The Piano Shop. is an easy, delightful, yet informative read, not one you will soon forget, though you may want to reread to recall some of the myriad details. It offers a plethora of trivia about the history, mechanical operation, and manufacture of the instrument, of which we encounter numerous examples of various makes and nationalities, including one from Beethoven’s Vienna, some of them in various and sundry states of decay or disrepair. It provides a glimpse of the international nature of the population that inhabits the city of Paris (of the main characters, only a small minority are natives), an insight into the way of life in one of its quartiers, and into the way the French relate to and interact with one another and conduct business. It includes precise, vivid, sometimes dryly humorous descriptions of people, places, and pianos, and countless happenings, by chance or by design. For example, seeing a Fazioli on a rotating display in a shop window, Carhart asks questions, does some research, takes a trip to visit the factory in Sacile, north of Venice, learns that it is arguably the finest, and certainly the most expensive piano made today, plays some arpeggios and chords on one, and listens to its designer play some Chopin. The barely-20-year-old company was founded by Paolo Fazioli, a scion of an office-furniture-making family who, like the author, had a love of the instrument but no desire, for lack of major talent, to attempt a professional career playing it. Combining the knowledge and skills acquired in obtaining his conservatory diploma in piano and his university degree in mechanical engineering, he set out to improve on the instruments with which he was dissatisfied by starting from scratch. There are only some one thousand total of its six models in existence.

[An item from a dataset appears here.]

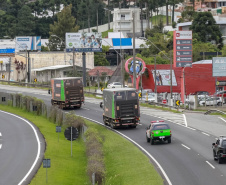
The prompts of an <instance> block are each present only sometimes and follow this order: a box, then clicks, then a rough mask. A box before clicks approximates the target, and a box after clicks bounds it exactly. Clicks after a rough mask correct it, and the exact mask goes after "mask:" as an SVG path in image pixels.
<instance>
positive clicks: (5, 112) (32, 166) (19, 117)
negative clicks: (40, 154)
mask: <svg viewBox="0 0 226 185" xmlns="http://www.w3.org/2000/svg"><path fill="white" fill-rule="evenodd" d="M0 112H3V113H5V114H8V115H11V116H14V117H16V118H18V119H21V120H23V121H24V122H25V123H27V124H28V125H29V126H30V127H31V128H32V130H33V132H34V134H35V137H36V140H37V144H38V152H37V155H36V158H35V161H34V163H33V164H32V166H31V168H30V169H29V171H28V172H27V174H26V175H25V176H24V178H23V179H22V180H21V181H20V182H19V184H18V185H21V184H22V183H23V182H24V181H26V178H27V177H28V176H29V175H30V173H31V172H32V170H33V169H34V167H35V166H36V164H37V162H38V159H39V156H40V153H41V146H40V139H39V137H38V133H37V131H36V130H35V127H34V126H33V125H32V124H31V123H30V122H29V121H27V120H25V119H24V118H22V117H19V116H17V115H15V114H12V113H9V112H5V111H1V110H0Z"/></svg>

Thus, the attempt to satisfy an idle curiosity led the author serendipitously to an entry into a heretofore unknown world, several unexpected circles of interesting acquaintances and friends, and numerous enlightening and rewarding experiences that he would not otherwise have had-not to mention the book itself that resulted from the adventures. This book has something to offer to a broad range of readers including pianists, both professional and amateur, piano dealers and maintenance craftsmen, lovers of piano music, … and Francophiles. In addition to a pleasant, engrossing read, I can’t imagine anyone not also gleaning from its pages something s/he didn’t already know.